What’s clear is that it will be the government’s whim that determines which vehicles are “valued.”
This is the equivalent to the practice, in the old Soviet Union, of granting dachas (i.e., private homes rather than communal apartments) and other perks to “valuable” citizens so long as the government considered them “valuable,” of course.
Thus, even the people allowed to continue driving their “historic” vehicles on public roads for now do so with the not-so-thinly-veiled understanding that the privilege is revocable at any time.
This serves the complementary purpose of making anyone considering the purchase of a surplus Humvee or deuce-and-a-quarter to think twice before they actually do purchase it, since it’s risky to buy a vehicle the government may at any time decree can no longer leave the driveway (legally) after you buy it.
But the most dangerous aspect is the precedent this sets, which could certainly be interpreted to apply to all vehicles not “compliant” with federal safety and emissions regulations.
Not just surplus military vehicles.

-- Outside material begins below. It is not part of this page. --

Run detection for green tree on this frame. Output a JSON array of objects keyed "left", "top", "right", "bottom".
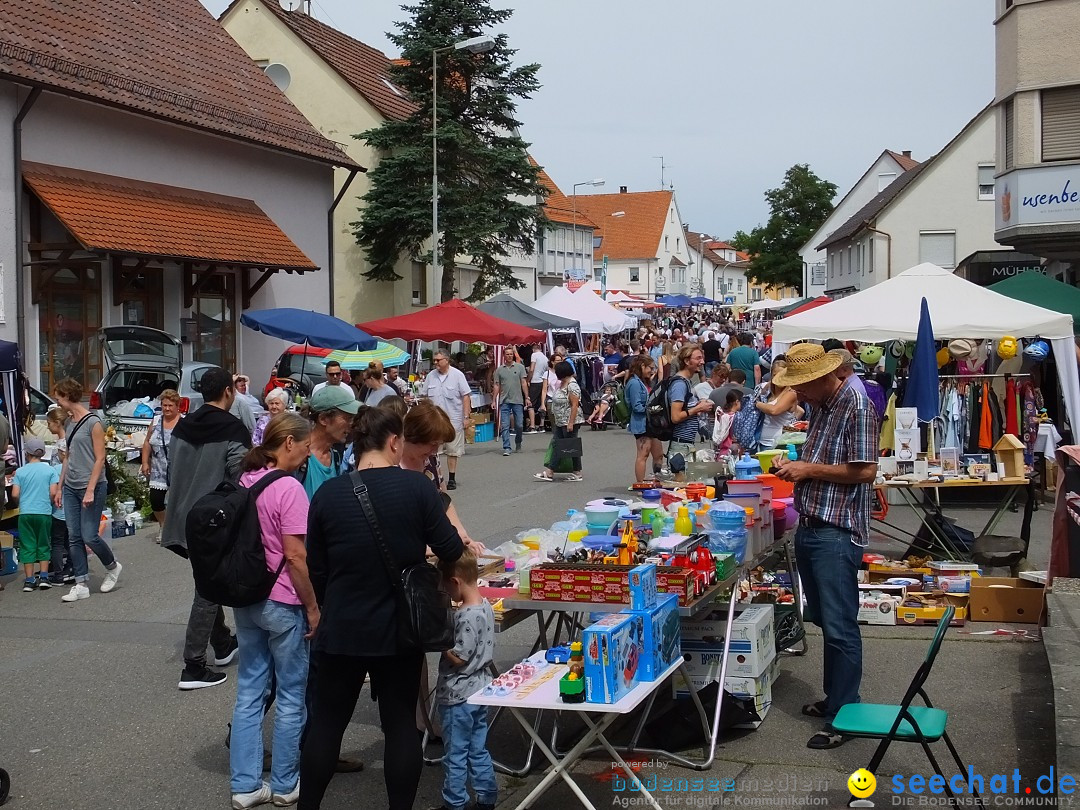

This could set a precedent and make it easier in the future to outlaw all vehicles, not considered compliant with safety and emissions regs, off of public roadways.

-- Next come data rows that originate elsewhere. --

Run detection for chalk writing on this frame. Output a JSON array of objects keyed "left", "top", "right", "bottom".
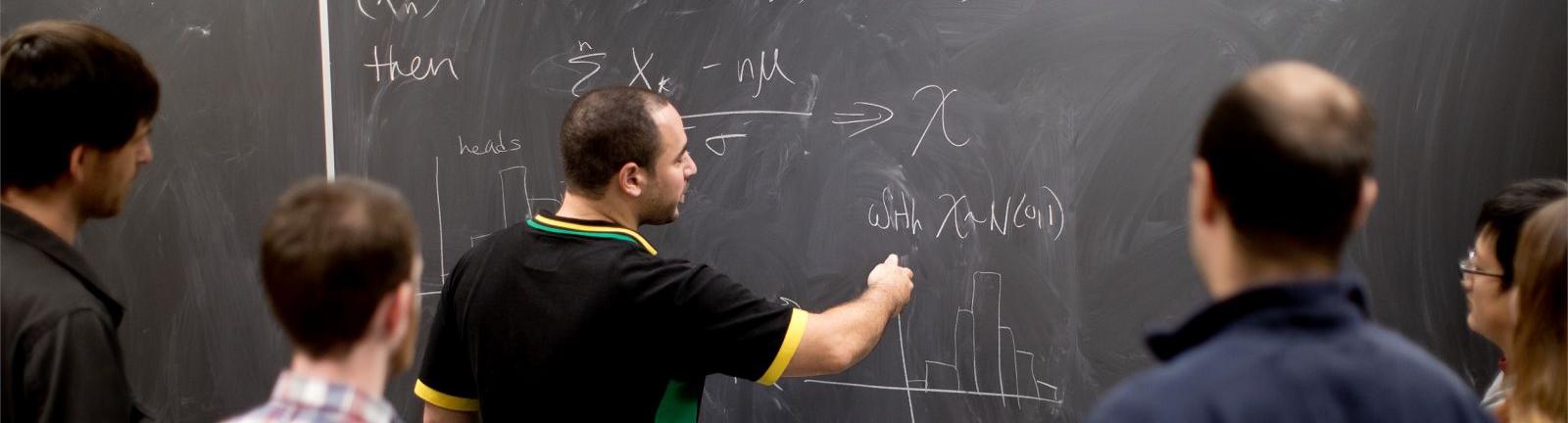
[
  {"left": 355, "top": 0, "right": 441, "bottom": 21},
  {"left": 909, "top": 84, "right": 972, "bottom": 157},
  {"left": 833, "top": 102, "right": 892, "bottom": 138},
  {"left": 366, "top": 45, "right": 458, "bottom": 81},
  {"left": 735, "top": 49, "right": 795, "bottom": 99},
  {"left": 865, "top": 186, "right": 1066, "bottom": 240},
  {"left": 458, "top": 130, "right": 522, "bottom": 155},
  {"left": 865, "top": 188, "right": 925, "bottom": 235}
]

This is critically important to understand because this is how the law works—case law, as the lawyers style it. What that means is the laws on the books, which create the precedents for deciding the legality of future laws.
The legal reason we are required to submit to a groping by a government goon in order to travel by airplane today is that the precedent for treating people as presumptive “terrorists” was established decades earlier when it became legal to treat every driver who happened to be traveling a given road as a presumptive “drunk” driver obliged to prove to the satisfaction of a government goon they were not “drunk” without any obligation on the part of the government to establish grounds for suspecting them of being “drunk.”

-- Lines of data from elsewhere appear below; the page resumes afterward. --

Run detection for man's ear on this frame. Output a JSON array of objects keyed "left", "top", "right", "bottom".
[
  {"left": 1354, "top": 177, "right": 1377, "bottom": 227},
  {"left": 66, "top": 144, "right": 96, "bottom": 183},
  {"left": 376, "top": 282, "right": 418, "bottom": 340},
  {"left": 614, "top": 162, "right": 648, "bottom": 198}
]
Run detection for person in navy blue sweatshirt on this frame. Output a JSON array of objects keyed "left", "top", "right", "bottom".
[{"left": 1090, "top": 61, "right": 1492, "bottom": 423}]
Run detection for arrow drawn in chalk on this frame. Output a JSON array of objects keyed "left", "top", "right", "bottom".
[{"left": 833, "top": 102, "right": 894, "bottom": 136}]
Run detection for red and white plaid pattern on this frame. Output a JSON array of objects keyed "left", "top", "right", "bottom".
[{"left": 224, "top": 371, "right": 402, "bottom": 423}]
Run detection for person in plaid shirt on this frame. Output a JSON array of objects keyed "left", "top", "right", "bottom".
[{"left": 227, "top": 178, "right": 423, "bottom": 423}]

The government will have to do something about all those older vehicles which people are still free to buy and drive in order to avoid having to buy a new vehicle with all the very latest government-mandated equipment.
Let’s face it—People are buying fewer new cars.
The reasons are economic, functional, and personal. Some simply can’t afford a new car anymore. All the safety regs has driven the price of a family sedan to half or more the average family’s annual income—not counting all the peripheral taxes and insurance costs piled on.
Others don’t want one because they don’t like the technology being pushed on them. Most new cars come standard with multiple “assists,” such as Lane Keep Assist and Automated Brake Assist, Parking Assist as well as noxious “features” such as Automated Stop/Start (ASS) facial recognition tech and in-car microphones, even (i.e., Google Alexa).
This is despite little market demand for these things. The object seems to be to get people used to this type of auto technology—whether they like it or not.
Not buying the new cars is a “problem” for those determined to nudge us into cars that do have all of that.
And that is a “problem” that can best be addressed by regulating prohibitions on the on-road use of older alternatives.
That’s just what Colorado has just done in principle.
And by doing it, set the precedent for more of the same, outside of Colorado.
Curiously, but not surprisingly, there are no restrictions on government use of surplus military vehicles—including armored MRAPS and such.
The better to Hut! Hut! Hut! us with—including those of us who “cling” to our surplus military vehicles.